The European Commission's EU strategy on adaptation to climate change includes a Staff Working Document that addresses adaptation, coastal and marine issues. EU policies and instruments relevant for coastal areas include Integrated Coastal Zone Management (ICZM) and Maritime Spatial Planning (MSP). ICZM promotes a strategic and integrated approach to coastal zone management and aims to benefit from synergies and level out inconsistencies across different policies and sectors. MSP is a tool for planning and regulating human uses of the sea, also aiming to protect the marine ecosystems and to safeguard marine biodiversity. The main aim of MSP is to balance competing sectors, thus maximising synergies and minimising conflicts among marine uses.

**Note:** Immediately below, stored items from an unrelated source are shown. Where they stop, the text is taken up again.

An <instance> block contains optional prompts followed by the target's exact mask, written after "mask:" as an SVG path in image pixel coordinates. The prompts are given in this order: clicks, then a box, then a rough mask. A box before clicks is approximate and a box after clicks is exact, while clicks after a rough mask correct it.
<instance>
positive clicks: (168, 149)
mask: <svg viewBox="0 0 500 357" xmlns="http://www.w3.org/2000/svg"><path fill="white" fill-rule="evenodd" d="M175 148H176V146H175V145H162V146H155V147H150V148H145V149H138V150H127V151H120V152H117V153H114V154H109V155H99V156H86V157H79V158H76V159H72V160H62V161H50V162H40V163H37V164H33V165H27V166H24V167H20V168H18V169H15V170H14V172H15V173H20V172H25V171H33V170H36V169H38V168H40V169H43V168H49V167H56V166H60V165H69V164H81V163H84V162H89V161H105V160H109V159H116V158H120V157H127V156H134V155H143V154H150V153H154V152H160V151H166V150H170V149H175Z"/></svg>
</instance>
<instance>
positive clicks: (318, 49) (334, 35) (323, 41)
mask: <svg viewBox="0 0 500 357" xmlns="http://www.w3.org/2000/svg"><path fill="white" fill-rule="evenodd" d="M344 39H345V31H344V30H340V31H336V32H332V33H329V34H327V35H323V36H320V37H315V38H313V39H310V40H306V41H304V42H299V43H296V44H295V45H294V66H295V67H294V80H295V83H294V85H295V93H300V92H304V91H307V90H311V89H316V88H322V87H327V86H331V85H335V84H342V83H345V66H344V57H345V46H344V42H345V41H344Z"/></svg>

Recognising the complementarity and the need to achieve coherence between the two policies, in March 2013 the European Commission adopted a draft proposal for a Directive establishing a common framework to further promote MSP and ICZM. The Directive also refers to the need for climate change adaptation in coastal and marine areas. The proposed legislative instrument will require Member States to establish integrated coastal zone management strategies and develop maritime spatial plans. In July 2014 a Directive on Maritime Spatial Planning was adopted. Although it does not directly deal with ICZM it stresses the importance of land sea interaction in various points. ICZM strategies will have to be built on the principles and elements set out in the 2002 Recommendation and the ICZM Protocol to the Barcelona Conventions that entered into force in March 2011, thus defining a common legal framework for ICZM in the Mediterranean Sea. Maritime spatial plans will have to be developed considering common principles set at the EU level by 2008and 2010 EC communications.
The proposed Directive supports the implementation of the EU's Integrated Maritime Policy (IMP) that indeed identifies MSP and ICZM as strategic tools for the sustainable management of the marine and coastal systems, respectively.
The Marine Strategy Framework Directive (MSFD) is the environmental pillar of IMP and establishes a framework within which Member States shall take the necessary measures to achieve or maintain good environmental status in the marine environment by the year 2020, at the latest. Under the MSFD, and in developing their respective national marine strategies, member states need to specify, where appropriate, any evidence of climate change impacts.
Finally, other EU policies and instruments relevant for the sustainable management of coastal areas in the light of climate change include the Flood Risk Directive, supporting the reduction of risk to climate change impacts. Under this Directive, Member States are called to identify river basins and coastal areas at risk of flooding and to establish flood risk management plans.